Ему становится немножко стыдно, когда Кацуки смотрит на него, — периодически переводя взгляд на вытекший ликер, — щенячьим взглядом с толикой осуждения, словно вопрошая: «Ну и зачем ты меня так расстроил?». Если бы он действительно высказал этот риторический вопрос вслух, Пхичит не смог бы ответить, просто не подобрал бы никаких стоящих аргументов, кроме робкого:
— Юри, я…
— Молчи.
Японец скользит пальцами от середины предплечья до запястья, ослабляя хватку; как-то даже извиняется за свою грубость, щекотно перебирая пальцы по венам. Чуланонт тонко подмечает, что даже сейчас с наполовину не работающей логикой Юри осознает, когда делает больно другу и пересекает грань. Пхичит давит слабый смешок и пытается освободиться, но терпит сокрушительное фиаско.
Юри наклоняется к его ладони и целует костяшку среднего пальца.
Пхичит давится горьким шоколадом и слюной до кашля.
Горячий язык влажно проходится по всей фаланге, Кацуки слизывает липкий алкоголь и довольно причмокивает губами, дышит загнанно на смуглую кожу и не останавливается, переходя на указательный палец. Вбирает палец на всю длину, обволакивая горячей влагой, и Пхичит кричит, — только, кажется, мысленно.
Ему в голову приходит совершенно дурацкая, неблагоразумная ни разу идея, — хотя, черт возьми, из них двоих он-то точно трезв, — от которой ему должно быть стыдно. Но он только закусывает губу от волнения и осторожно сгибает палец, поглаживая спинку горячего языка. Юри даже не возмущается, потому что не замечает этого жеста, толкается языком навстречу и создает приятное трение на подушечке пальца.
«Дожили. Пхичит, ты такая мерзость», — мысленно выстанывает таец и все равно наслаждается почти кошачьими мелкими, но интенсивными движениями языка.
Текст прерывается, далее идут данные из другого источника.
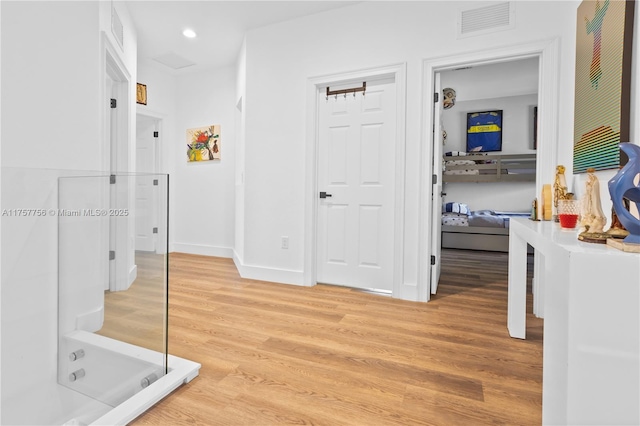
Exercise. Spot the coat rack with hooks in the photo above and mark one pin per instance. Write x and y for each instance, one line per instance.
(345, 91)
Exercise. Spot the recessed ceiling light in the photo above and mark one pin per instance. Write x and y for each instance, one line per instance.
(189, 33)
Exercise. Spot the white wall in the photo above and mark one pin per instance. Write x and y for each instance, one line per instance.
(204, 192)
(201, 195)
(51, 119)
(280, 60)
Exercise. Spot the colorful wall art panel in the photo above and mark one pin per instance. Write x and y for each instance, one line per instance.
(203, 143)
(602, 92)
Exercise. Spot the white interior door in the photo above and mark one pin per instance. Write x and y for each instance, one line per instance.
(356, 169)
(147, 183)
(436, 195)
(112, 129)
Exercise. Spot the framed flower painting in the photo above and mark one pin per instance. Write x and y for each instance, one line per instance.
(203, 143)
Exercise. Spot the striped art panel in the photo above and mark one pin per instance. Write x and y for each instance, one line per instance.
(602, 90)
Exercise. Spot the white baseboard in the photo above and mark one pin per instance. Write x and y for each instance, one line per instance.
(203, 250)
(261, 273)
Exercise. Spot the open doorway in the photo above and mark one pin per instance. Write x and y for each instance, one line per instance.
(547, 54)
(486, 184)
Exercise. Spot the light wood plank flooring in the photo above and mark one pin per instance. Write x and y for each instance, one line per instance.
(279, 354)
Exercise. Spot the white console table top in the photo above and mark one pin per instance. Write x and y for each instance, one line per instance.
(591, 297)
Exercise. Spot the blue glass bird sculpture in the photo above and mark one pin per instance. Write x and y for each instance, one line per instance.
(622, 186)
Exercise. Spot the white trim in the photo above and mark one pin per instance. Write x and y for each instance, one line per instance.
(263, 273)
(133, 274)
(399, 72)
(202, 249)
(548, 53)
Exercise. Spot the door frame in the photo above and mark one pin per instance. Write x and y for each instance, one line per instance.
(548, 53)
(112, 66)
(398, 72)
(163, 214)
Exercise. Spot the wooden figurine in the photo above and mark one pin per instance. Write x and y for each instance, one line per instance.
(593, 218)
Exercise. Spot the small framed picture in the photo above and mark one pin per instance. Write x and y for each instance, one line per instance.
(484, 131)
(141, 94)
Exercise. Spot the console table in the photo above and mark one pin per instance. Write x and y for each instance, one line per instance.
(591, 368)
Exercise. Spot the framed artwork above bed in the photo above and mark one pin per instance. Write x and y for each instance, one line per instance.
(484, 131)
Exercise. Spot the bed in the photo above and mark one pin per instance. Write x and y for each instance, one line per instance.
(476, 230)
(464, 167)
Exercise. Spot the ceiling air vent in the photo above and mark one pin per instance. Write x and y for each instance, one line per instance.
(488, 19)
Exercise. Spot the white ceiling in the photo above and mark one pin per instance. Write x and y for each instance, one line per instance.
(220, 25)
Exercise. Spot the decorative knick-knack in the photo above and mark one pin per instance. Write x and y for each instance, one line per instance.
(622, 186)
(559, 187)
(593, 218)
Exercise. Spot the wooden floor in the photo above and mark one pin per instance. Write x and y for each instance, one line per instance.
(278, 354)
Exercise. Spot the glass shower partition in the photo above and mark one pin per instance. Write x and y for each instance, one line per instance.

Пользоваться другом, у которого в голове хмель играет — что может быть хуже?
«Пхичит, ты отвратителен», — с мазохистским удовольствием подмечает таец, и все равно ничего не делает, когда Кацуки отстраняется, вылизав пальцы до чистоты, и между чужими пальцами и его влажными губами тянется тонкая ниточка слюны.
— Я б сфоткал, — тупо, зато честно, высказывается он, даже не отдавая себе отчета в том, что говорит на родном языке, который Кацуки не блестяще знает.
— Я б еще съел, — так же честно отвечает сожитель по комнате и сверкает глазами в его сторону. Пхичит напрягается, потому что фраза выходит немного двусмысленной. — Но потом, — а следом добавляет: — Завтра напомню.
Чуланонт терпеливо сверлит взглядом его спину, когда Кацуки, выполняя обещание передвигаться самостоятельно, идет по коридору нетвердой походкой, изредка опираясь рукой о стену для надежной поддержки. Когда японец отходит достаточно далеко, Пхичит заливисто смеется, облокачиваясь спиной о стену и съезжая на пол на негнущихся ногах: его все еще немного потряхивает от ощущений.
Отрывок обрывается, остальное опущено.